Beide fraßen identisches Pelletfutter aus dem Zooladen und lebten glücklich und zufrieden miteinander. Diego ging es irgendwann schlecht und ich ging zum Tierarzt. Dort stellte sich heraus, dass Diego eine Gebärmutter hatte und diese entzündet war. Daran starb Diega dann auch kurze Zeit später. Chilli folgte ihr kurz darauf. Sicher aus Trauer und nicht wegen der schlechten Haltung und Einsamkeit, oder?
Spencer, ein Goldhamster, zog bei mir ein, da muss ich etwa 17 gewesen sein. Mittlerweile waren die Haltungsinfos andere und so bekam er einen tollen Gitterkäfig mit einem richtig hübschen Tunnelsystem aus Kunststoff und mehreren Ebenen. Außerdem liebte er es in seinem Joggingball durch die Wohnung zu flitzen. Eines Tages lag er jedoch einfach tot im Käfig. Wäre das zu verhindern gewesen?

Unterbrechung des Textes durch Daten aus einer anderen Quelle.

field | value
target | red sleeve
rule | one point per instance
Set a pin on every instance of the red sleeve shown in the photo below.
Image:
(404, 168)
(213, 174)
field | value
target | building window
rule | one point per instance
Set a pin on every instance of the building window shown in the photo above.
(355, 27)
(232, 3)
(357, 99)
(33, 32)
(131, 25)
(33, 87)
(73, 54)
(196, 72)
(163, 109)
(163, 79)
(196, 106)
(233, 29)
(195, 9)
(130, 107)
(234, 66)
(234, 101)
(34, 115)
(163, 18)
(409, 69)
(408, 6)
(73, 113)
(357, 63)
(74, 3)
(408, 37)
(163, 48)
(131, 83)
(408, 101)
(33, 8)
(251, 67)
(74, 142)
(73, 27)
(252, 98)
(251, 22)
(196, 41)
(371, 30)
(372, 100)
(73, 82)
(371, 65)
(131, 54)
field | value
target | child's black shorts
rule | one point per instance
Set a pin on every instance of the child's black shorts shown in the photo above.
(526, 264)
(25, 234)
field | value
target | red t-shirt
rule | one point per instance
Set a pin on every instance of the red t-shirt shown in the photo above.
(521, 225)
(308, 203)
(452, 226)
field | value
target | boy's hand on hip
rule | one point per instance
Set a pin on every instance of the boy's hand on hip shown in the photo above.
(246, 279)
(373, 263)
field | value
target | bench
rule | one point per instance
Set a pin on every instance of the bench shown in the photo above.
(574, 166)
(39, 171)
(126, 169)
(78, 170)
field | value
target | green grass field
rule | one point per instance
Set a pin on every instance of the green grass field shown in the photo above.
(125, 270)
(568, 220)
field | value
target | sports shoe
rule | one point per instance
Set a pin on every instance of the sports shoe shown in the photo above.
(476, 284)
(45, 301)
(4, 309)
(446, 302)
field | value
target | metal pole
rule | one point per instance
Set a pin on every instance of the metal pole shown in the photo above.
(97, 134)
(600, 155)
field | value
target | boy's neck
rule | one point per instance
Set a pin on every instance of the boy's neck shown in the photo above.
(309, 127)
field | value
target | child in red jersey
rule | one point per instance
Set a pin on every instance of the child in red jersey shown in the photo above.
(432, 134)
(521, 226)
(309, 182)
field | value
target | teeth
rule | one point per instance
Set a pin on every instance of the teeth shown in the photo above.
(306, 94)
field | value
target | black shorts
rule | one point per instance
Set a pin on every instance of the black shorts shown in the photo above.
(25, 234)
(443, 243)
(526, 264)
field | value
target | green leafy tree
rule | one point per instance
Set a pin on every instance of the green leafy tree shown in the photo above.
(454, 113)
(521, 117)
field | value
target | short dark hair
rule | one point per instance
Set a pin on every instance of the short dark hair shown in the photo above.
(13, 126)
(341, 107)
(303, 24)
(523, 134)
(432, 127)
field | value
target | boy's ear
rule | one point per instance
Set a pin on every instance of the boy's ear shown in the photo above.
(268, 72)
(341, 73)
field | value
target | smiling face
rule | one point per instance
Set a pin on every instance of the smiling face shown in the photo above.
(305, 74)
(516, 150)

Endlich 18. Eigene Entscheidungen treffen. Verliebt bis über beide Ohren kaufte ich mir mit meinem Freund Ratten. Wir fanden die Idee toll, die Ratten auf unserer Schulter sitzen und in der Kapuze schlafen zu lassen. Im Zooladen bekamen wir alles, was wir brauchten. Tolles, teures Futter, einen „großen“ Käfig mit vielen Etagen und einer Grundfläche von ca. 0,5m² bei einer Höhe von ca. 160cm. Wir fühlten uns richtig gut beraten. So lebten Hatschi und Gismo etwa 2,5 Jahre bis sie beide kurz hintereinander wegen Atemwegsinfekten eingeschläfert werden mussten. Bis dahin hatten sie aber ein gutes Leben… oder?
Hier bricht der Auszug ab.